Check the following video at 1:22:00 =

try compiling the code you posted

No, that’s not correct. in each case (for A and for B) we are loading a square tile into a shared memory array. The loading of this tile does not determine the memory storage order. The tile is simply a “snapshot” or copy of a particular section of the underlying matrix, in the same order. There is some indication of the expected memory storage order in the actual multiplication loop:

Since the reference into `A_s` there is effectively selecting a row of `A_s` (the column varies by the loop index, but the row is constant across the loop) and the reference into `B_s` is effectively selecting a column of `B_s`, we can expect that this is normal rowxcolumn vector dot product, and therefore is consistent with both matrices A and B being stored in row-major order.

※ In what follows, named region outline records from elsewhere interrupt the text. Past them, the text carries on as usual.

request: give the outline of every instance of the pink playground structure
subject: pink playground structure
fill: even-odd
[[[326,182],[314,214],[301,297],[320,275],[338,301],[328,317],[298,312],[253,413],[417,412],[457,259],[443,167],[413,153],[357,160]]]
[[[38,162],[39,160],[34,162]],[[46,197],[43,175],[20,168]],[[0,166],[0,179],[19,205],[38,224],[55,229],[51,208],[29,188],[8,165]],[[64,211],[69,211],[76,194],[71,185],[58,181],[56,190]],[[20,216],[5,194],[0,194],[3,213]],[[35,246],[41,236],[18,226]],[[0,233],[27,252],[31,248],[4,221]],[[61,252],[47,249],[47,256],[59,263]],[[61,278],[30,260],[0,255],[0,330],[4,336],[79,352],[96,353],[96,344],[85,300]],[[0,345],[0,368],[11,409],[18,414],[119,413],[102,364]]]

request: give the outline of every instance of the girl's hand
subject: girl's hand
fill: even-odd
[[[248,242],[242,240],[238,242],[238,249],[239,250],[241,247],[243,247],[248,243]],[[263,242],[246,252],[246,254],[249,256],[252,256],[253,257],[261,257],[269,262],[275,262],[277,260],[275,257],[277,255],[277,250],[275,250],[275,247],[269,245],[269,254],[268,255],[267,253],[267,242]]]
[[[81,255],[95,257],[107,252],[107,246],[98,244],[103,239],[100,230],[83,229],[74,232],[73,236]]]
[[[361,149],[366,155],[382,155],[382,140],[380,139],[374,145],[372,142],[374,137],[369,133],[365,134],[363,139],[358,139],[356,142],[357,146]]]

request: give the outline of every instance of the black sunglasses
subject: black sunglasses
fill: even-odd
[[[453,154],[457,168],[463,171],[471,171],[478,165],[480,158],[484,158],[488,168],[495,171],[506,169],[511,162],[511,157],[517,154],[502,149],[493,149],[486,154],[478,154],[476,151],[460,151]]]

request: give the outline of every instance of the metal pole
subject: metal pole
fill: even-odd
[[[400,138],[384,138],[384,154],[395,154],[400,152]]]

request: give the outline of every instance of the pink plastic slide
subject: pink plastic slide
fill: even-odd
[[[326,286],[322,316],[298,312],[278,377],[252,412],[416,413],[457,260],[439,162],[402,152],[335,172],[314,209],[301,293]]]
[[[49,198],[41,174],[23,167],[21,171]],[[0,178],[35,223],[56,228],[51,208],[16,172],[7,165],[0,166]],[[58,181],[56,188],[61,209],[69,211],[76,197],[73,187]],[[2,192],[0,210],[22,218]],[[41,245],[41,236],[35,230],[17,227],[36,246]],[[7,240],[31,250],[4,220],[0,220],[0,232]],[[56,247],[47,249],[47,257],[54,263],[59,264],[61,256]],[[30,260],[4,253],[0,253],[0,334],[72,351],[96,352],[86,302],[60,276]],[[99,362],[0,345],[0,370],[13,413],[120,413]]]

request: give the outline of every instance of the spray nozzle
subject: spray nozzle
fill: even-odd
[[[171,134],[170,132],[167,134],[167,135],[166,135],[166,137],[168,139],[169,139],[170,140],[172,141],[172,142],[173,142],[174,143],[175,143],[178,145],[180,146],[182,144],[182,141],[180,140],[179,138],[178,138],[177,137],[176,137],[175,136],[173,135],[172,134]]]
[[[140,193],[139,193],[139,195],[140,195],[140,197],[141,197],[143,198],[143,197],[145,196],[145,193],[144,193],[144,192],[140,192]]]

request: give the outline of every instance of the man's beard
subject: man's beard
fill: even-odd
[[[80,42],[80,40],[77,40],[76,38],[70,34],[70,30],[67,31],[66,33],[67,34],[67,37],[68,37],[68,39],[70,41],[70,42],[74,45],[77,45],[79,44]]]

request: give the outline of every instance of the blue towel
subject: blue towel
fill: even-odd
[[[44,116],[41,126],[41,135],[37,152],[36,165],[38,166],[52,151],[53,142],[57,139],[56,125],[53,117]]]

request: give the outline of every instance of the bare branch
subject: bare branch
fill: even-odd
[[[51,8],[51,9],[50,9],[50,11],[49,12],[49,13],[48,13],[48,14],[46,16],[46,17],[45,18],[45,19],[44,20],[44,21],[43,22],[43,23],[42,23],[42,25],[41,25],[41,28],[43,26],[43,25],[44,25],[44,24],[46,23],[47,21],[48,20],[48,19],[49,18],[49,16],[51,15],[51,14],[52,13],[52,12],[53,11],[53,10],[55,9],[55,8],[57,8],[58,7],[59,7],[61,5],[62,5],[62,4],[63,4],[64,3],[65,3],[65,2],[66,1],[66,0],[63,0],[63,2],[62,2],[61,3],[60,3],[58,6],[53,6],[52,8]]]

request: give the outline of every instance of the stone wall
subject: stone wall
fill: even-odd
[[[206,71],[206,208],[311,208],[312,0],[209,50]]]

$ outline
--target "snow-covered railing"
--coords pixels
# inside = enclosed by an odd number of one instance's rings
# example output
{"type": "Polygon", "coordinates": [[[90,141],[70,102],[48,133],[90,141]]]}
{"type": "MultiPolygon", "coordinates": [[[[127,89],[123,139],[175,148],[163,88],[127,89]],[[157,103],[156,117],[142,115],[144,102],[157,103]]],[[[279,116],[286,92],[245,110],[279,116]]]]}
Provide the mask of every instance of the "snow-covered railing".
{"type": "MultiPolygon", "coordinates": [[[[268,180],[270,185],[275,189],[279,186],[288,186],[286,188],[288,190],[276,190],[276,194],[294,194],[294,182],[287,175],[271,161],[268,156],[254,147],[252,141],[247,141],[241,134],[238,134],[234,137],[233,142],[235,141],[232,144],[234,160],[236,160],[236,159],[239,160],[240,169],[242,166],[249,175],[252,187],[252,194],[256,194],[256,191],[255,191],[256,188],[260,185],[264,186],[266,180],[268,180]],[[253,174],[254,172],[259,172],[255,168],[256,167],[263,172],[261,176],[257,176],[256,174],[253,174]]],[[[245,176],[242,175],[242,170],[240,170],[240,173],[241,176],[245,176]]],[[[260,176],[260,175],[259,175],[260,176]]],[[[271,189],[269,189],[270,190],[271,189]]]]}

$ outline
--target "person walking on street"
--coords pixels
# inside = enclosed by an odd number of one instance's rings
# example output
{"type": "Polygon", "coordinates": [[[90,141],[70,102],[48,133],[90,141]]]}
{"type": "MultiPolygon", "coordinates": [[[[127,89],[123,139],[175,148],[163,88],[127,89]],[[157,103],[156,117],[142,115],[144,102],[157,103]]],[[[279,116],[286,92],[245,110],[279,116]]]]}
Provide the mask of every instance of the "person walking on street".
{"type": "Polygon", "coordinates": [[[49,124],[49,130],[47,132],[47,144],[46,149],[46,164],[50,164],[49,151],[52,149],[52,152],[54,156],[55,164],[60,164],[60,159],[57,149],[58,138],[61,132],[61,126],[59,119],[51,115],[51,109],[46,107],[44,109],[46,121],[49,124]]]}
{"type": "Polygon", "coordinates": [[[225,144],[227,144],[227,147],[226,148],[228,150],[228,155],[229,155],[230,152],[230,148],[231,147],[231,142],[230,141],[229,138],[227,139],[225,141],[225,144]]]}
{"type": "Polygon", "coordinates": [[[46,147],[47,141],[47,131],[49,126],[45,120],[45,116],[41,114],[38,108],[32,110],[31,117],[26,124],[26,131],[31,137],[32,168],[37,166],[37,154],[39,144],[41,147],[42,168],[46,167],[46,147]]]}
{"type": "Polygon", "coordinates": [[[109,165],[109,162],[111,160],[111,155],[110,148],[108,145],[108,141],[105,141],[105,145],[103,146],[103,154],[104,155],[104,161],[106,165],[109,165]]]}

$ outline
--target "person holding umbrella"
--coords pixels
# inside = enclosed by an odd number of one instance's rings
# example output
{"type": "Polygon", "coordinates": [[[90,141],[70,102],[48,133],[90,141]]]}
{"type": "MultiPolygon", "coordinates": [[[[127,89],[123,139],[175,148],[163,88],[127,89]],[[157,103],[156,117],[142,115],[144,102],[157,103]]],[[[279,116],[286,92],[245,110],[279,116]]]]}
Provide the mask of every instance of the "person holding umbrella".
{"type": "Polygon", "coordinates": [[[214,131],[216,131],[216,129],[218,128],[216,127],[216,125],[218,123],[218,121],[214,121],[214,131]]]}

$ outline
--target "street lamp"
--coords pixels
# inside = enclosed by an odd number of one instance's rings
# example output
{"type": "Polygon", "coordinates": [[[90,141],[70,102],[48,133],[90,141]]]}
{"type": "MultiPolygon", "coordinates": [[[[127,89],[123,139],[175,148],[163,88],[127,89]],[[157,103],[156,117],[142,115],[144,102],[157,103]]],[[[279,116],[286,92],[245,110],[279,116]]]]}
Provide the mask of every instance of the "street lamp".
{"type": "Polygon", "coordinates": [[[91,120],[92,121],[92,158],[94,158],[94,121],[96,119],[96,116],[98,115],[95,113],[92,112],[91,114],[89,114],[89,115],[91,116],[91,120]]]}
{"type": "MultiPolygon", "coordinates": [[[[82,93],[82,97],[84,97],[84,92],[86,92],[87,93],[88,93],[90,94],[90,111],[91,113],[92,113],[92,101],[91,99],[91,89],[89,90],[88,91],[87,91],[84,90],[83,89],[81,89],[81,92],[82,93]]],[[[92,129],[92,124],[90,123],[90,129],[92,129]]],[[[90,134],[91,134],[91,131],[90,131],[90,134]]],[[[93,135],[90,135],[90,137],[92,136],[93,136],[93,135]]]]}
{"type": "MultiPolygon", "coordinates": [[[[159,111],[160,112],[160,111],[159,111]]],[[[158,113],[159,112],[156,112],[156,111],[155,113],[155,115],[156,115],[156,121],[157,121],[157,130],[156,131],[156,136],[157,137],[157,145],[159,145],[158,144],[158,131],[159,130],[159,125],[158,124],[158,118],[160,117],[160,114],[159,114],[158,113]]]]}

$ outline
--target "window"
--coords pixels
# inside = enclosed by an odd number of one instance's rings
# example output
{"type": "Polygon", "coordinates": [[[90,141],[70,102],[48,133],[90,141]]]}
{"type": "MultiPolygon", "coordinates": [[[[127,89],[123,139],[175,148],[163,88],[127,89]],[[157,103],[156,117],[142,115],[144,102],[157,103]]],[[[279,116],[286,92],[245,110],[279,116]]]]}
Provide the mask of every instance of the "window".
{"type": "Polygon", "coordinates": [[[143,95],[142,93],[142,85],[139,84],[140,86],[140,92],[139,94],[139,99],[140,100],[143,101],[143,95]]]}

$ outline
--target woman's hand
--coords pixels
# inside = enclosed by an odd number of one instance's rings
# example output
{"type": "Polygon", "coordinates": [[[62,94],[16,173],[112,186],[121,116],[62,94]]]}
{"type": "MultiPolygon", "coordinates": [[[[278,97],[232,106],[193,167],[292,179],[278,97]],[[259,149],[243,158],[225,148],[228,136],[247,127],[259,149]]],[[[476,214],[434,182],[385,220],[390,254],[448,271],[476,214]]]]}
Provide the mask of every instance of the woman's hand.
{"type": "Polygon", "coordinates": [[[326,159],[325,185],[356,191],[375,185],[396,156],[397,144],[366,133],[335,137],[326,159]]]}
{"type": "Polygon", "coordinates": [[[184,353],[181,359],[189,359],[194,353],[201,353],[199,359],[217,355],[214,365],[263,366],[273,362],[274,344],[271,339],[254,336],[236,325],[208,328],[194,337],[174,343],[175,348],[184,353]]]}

The reason there is a variation in indexing in the loading of `A_s` and `B_s` is because the selection of tiles to be loaded moves horizontally across A and vertically down B. This is to facilitate the idea that in order to compute a complete vector dot product of one row of A by one column of B, we need the whole row in A and the whole column in B. Therefore the selected tile for `A_s` is chosen horizontally across A (following the row direction) and for `B_s` vertically down B (following the column direction).

why does it give incorrect results if I set matrix width =2 and tile width=1?

I don’t know. You haven’t provided a complete code for me to test, and the code you have provided won’t compile. Good luck!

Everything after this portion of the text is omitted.